日記です。孫観察、油絵、乗馬、おもしろくない映画の紹介など

キンカン

このところ、家内が作る金柑の甘露煮をよく食べている。
好きなんです。

十数年前、大阪から奈良に引っ越した。
私たちが越した家の前の持ち主は老夫婦で、戦時中や戦後、食べ物に困ったので、庭には実のなる木ばかり植えたと言っておられた。

たしかに夏みかんやゆずなど実のなる木が多かったが、戦時中ではないのでありがたみはなかった。
その中に金柑があって、実がたくさんついた。
で、甘露煮でも、と言うことになって、それ以来の金柑ファンだ。

金柑の木に、青虫を見つけたことがある。
私は、虫のことはまったく知らない。
高校時代の友人で、昆虫マニアのU君に報告した。

U君は、それはアゲハ蝶になると言った。
そして、見つけ次第殺さないと金柑は丸坊主になる、と昆虫ファンらしからぬことを言った。

ほー、アゲハ蝶になるのか。
子供も喜ぶだろうし、飼ってみましょう。
青虫を3匹、プラスティックの箱に入れて飼った。
恐るべき食欲で、音を立てて金柑の葉を食いまくり、見る見るうちに巨大化した。

U君はいろいろ教えてくれた。
青虫をつつくとオレンジ色の角を出すというので、家内を呼んで、巨大青虫をつついてみた。

ギャーッ!
私たちはしりもちをついた。
巨大青虫が派手なオレンジ色の角を出したのだ!
きもちわるいー!

そのうち、さなぎになって、見事なアゲハと黒アゲハが誕生して飛び去った。

毎年、金柑には青虫がついた。
私は、アゲハはえらいなと思った。
金柑がわかっているのだ。

人間が理解しているのとは違う方法で理解している。

人間は、金柑などを「カンキツ類」として分類している。
甘いから「柑橘類」だ。
レモンなど、すっぱいのは「酸橘類」という。
昔は、サンキツ類しかなかったが、品種改良で甘くなったのでカンキツ類ができたのである。

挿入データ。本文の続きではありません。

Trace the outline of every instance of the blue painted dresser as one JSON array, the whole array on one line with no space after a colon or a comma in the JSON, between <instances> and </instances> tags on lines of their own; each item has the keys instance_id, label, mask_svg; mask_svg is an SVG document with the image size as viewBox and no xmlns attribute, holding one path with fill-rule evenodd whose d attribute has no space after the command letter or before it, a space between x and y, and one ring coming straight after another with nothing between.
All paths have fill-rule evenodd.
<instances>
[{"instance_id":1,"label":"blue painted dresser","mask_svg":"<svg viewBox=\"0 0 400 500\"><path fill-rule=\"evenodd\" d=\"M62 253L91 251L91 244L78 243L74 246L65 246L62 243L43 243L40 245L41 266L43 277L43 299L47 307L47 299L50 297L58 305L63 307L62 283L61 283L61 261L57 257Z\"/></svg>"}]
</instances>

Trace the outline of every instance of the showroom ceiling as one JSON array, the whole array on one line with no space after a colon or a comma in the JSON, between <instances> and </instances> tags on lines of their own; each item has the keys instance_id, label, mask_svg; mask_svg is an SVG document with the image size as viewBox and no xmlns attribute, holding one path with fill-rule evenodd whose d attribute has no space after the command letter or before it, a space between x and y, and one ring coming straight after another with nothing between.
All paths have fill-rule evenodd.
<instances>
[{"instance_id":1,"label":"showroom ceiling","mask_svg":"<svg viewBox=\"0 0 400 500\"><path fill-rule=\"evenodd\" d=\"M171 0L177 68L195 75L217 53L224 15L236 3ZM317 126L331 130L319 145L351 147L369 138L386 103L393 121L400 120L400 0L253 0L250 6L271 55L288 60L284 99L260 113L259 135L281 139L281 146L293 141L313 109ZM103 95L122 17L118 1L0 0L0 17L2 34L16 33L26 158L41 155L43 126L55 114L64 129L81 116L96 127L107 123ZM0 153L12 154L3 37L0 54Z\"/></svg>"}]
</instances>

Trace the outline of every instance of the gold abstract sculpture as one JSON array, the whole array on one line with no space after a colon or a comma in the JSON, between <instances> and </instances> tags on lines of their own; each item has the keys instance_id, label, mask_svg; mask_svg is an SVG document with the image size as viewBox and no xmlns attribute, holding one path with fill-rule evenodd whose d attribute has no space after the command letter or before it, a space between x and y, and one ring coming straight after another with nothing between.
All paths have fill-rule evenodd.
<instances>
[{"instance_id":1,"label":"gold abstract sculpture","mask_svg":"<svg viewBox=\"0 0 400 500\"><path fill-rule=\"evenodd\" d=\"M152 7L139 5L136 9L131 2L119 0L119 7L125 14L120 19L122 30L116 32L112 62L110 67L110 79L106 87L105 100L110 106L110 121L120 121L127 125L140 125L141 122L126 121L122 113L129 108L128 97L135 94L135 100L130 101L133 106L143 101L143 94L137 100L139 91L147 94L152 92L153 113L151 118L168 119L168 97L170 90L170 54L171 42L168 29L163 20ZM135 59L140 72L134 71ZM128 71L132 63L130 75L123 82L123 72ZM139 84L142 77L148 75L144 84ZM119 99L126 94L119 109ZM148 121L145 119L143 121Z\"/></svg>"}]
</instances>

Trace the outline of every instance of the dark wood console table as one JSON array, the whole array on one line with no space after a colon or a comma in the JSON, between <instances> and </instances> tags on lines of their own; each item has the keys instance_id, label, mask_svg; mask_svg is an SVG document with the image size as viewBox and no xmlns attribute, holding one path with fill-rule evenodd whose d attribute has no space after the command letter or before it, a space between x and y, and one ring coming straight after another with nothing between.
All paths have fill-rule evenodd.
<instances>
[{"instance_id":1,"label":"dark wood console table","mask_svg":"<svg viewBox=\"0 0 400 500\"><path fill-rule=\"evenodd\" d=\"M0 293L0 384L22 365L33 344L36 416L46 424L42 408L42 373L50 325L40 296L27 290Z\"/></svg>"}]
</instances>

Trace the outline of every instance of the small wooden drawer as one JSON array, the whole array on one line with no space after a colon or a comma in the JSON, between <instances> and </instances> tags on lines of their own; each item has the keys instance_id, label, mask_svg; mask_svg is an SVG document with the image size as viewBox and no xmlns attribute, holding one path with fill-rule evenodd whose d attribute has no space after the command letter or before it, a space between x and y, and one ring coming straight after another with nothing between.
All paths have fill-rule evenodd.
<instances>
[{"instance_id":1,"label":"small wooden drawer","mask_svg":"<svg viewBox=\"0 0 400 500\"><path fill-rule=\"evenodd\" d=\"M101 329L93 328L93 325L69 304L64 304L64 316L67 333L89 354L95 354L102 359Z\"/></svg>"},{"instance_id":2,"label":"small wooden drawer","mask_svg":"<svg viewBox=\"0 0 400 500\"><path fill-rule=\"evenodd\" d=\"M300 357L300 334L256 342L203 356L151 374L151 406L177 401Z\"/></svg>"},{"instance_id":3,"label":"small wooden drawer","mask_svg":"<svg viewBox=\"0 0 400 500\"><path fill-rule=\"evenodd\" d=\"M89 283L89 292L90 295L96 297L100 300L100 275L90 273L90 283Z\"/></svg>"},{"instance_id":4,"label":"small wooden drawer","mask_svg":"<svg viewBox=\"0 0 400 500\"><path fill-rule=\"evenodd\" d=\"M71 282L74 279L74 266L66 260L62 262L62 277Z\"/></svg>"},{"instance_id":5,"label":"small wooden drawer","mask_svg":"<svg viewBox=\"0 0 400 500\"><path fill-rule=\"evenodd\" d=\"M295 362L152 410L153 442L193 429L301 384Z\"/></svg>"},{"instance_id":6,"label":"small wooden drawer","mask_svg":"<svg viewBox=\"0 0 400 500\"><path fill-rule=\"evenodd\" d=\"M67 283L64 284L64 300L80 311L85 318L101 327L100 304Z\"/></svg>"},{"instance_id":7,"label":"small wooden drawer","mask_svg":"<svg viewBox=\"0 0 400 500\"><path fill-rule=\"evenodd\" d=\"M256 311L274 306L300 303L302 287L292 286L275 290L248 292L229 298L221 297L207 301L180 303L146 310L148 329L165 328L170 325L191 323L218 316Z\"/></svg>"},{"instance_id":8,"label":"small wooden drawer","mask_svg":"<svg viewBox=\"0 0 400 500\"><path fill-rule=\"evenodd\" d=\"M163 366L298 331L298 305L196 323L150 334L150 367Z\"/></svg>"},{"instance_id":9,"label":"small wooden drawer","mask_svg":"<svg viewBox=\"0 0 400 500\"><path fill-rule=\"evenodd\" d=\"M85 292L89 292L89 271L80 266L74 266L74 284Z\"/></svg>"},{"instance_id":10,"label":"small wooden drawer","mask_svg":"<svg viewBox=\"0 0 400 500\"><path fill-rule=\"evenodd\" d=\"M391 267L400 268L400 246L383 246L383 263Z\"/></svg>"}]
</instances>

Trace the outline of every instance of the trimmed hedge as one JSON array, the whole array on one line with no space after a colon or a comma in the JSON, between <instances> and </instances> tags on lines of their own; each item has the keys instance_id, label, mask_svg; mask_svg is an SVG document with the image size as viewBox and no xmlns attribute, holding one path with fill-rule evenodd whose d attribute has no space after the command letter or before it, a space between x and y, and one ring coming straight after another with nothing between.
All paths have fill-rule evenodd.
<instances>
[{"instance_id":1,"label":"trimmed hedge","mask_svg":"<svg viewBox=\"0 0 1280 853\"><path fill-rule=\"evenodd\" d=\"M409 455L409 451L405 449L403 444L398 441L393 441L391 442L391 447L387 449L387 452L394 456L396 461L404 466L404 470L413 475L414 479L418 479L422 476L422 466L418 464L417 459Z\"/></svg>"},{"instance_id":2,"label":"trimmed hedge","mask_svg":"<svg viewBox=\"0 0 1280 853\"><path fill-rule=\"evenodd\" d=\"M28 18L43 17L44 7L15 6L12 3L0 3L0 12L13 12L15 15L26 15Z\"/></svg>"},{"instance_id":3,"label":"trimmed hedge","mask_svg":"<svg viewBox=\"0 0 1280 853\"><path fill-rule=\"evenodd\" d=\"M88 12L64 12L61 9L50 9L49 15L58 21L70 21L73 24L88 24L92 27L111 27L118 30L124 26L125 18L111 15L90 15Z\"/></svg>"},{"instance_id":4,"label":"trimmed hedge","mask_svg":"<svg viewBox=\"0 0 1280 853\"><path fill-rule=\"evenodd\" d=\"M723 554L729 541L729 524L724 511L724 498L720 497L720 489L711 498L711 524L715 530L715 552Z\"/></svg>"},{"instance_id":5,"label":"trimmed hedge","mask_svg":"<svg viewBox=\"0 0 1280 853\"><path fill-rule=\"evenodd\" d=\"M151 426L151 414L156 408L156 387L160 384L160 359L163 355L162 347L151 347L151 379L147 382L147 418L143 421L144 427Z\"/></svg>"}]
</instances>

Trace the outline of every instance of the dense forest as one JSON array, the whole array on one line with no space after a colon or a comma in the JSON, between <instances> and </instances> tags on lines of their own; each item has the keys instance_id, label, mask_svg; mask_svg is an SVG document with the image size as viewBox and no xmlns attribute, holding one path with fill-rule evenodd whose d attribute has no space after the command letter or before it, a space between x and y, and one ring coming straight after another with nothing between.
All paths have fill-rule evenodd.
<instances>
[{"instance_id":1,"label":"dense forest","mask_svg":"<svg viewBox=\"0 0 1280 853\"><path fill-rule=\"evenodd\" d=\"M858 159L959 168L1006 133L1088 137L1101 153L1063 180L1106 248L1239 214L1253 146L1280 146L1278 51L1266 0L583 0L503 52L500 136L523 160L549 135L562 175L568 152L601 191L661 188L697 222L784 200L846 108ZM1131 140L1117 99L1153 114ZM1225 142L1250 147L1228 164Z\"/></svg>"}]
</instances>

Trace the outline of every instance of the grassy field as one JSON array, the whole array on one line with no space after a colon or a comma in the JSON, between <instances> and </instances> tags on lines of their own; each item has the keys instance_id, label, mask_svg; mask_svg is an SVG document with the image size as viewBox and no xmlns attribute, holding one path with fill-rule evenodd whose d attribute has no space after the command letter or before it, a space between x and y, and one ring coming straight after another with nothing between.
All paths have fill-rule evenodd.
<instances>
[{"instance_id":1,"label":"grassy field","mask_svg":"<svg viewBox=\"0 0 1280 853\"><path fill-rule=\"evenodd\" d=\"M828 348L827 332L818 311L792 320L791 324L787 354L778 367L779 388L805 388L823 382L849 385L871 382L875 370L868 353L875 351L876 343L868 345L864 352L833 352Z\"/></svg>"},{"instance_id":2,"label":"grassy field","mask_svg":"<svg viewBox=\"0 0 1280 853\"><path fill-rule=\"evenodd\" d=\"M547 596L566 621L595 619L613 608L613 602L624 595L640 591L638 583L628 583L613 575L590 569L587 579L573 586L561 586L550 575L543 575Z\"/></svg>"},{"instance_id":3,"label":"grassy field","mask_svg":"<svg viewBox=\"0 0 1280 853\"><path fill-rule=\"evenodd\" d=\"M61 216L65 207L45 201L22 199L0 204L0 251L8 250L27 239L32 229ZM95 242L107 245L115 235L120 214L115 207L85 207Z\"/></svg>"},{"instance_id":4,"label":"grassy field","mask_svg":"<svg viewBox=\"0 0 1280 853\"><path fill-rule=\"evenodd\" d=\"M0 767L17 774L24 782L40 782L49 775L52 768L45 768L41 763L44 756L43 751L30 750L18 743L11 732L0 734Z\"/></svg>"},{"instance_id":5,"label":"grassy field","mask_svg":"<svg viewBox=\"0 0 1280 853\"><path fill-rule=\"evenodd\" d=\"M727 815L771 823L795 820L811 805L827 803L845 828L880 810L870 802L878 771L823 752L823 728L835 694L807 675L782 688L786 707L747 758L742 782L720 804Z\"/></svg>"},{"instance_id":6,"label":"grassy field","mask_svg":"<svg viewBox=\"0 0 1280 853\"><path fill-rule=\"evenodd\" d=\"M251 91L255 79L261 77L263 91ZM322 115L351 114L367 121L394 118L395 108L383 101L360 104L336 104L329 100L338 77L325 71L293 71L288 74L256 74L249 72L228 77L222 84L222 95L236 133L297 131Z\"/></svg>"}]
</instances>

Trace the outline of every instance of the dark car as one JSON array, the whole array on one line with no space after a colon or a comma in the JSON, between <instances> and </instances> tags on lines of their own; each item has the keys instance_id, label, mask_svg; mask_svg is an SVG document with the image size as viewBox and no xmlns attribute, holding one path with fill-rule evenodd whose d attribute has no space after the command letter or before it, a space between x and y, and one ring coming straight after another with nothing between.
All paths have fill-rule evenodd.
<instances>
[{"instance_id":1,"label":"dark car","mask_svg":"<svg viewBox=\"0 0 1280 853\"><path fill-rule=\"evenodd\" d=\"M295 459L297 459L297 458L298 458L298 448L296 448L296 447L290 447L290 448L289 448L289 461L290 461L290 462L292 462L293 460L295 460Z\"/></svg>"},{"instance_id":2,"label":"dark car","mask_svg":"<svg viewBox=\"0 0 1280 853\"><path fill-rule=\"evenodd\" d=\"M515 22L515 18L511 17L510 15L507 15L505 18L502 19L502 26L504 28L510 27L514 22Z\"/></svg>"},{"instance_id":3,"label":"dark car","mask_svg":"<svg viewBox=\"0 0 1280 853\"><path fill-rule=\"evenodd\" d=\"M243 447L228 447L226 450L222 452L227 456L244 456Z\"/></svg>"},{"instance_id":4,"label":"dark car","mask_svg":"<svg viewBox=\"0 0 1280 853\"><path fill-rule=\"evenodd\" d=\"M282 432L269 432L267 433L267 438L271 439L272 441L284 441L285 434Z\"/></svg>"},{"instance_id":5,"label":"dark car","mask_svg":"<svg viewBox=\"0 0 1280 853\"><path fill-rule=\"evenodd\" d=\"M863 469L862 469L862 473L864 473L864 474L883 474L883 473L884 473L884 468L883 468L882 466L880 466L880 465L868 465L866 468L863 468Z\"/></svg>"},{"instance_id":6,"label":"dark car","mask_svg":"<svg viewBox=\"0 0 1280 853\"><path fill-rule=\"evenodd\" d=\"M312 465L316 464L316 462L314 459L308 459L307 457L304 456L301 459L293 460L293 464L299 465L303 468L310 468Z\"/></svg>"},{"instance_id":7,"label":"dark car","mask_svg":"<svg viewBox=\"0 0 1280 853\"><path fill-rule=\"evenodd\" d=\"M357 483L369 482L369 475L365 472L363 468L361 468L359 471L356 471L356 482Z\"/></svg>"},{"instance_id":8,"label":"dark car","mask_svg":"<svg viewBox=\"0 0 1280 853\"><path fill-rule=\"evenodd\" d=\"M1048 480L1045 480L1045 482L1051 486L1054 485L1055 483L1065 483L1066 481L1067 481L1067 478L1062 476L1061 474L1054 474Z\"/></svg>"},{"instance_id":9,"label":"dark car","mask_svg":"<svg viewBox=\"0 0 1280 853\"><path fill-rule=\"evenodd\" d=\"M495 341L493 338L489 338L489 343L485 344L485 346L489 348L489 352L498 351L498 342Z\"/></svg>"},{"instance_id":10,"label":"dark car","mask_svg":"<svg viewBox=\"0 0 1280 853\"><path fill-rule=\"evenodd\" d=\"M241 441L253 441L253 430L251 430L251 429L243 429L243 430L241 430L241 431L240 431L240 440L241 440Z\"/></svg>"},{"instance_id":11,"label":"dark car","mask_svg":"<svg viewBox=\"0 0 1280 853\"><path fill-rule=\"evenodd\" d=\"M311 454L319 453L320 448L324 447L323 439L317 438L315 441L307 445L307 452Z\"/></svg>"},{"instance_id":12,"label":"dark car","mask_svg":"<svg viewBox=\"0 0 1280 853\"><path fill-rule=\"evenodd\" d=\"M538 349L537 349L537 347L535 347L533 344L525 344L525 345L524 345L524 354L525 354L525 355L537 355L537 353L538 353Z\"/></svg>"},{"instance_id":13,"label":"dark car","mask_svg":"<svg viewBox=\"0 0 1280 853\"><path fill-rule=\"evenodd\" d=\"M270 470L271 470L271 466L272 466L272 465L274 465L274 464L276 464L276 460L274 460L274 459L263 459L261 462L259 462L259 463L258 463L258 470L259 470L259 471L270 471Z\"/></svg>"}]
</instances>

たまに突然変異で甘い実がなるのに気づいた人が、品種改良を始めた。
すぐ甘い実がなるわけはない。
毎年すっぱい実がなって、「今年もすっぱいだ」と思いながらくじけず続けて、やっと甘い実ができたとき、本当にすっぱいは成功の元だと思ったそうだ。

レモンなど、サンキツ類の専門商社で有名なのが、アメリカの「サンキツト社」だ。
「サンキツ」はわかるが、なぜ「ト」がついているのかと思う人もあるだろう。
「ト」がないと入れないからではないだろうか。